I got a message form a Ukrainian woman living in Shanghai. She wrote, “Hi, how are you?”

I thought, Well, this is bullshit. No woman would message me.

So I wrote back, “Hey, I’m pretty good. Would you rather be an eagle or a shark?”

The eagle or a shark question is one I’ve asked before. I sounds quirky. The result has been 59% of women prefer sharks, and none of them want to date me.

Yerri wrote back, that’s her name, she said, “That’s an unusual question. How’s the weather where you are.”

I wrote, “The weather is great. Would you rather be a penguin or a duck?”

Mum said, “You know this woman might be an actual person.”

I said, “Yeah, and his name’s Yuri.”

This Yerri person wrote back, “That weather sounds good. I’ve been planning a holiday by the beach. All I need to do is to buy a ticket.”

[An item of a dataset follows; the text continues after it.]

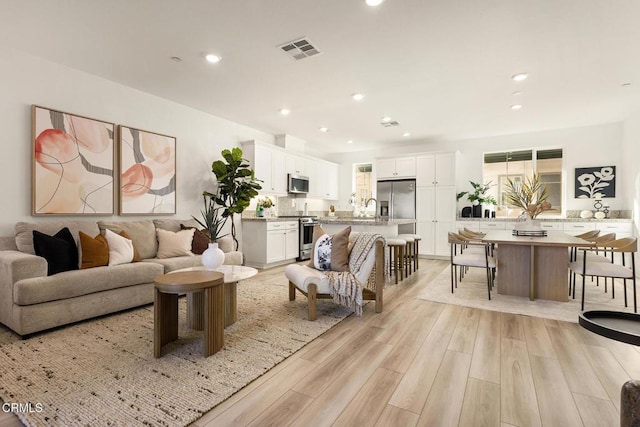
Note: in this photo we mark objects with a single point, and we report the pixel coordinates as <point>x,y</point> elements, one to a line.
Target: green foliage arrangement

Sure she, he, they, or the computer program does, but I want to keep my dating miles down, and I’m also not convinced this person is in Shanghai or Ukraine. They’re probably in prison.

I wrote back, “You want to visit Australia do you?”

She said, “Yes. February would be ideal.”

This is how they work. They don’t ask for help. That would be suspicious. They make you want to send money. They give you the idea. That’s inception. Very clever.

I wrote, “February sounds great. You should definitely look me up when you get here.”

But then she didn’t reply. Not the next day. Not the day after that. Silence. We’d been typing every day for four days, and now she wasn’t replying.

So I wrote again. “Oh, hey, I haven’t heard from you, which is weird, I mean you really write back fast, and I was wondering if you’re okay, just checking, nothing wrong, still planning February? I have a place you can stay.”

The next day she replied, “Oh, hey, I found some cheap flights to Macau and booked. Thanks for your offer. All the best. Yerri.”

I Googled Yerri. It’s not a real name. Why would she sign-off as Yerri if it’s not a real name. It’s not like Ukrainians have parents that name their kids Tiannie, or Tylisha, or some self-indulgent imaginative first world spelling problem bullshit name like that.

Maybe she wasn’t a fraud. Maybe Yerri was looking for a friend. Maybe she found one in Macau. Good on her. That’s a happy ending, isn’t it?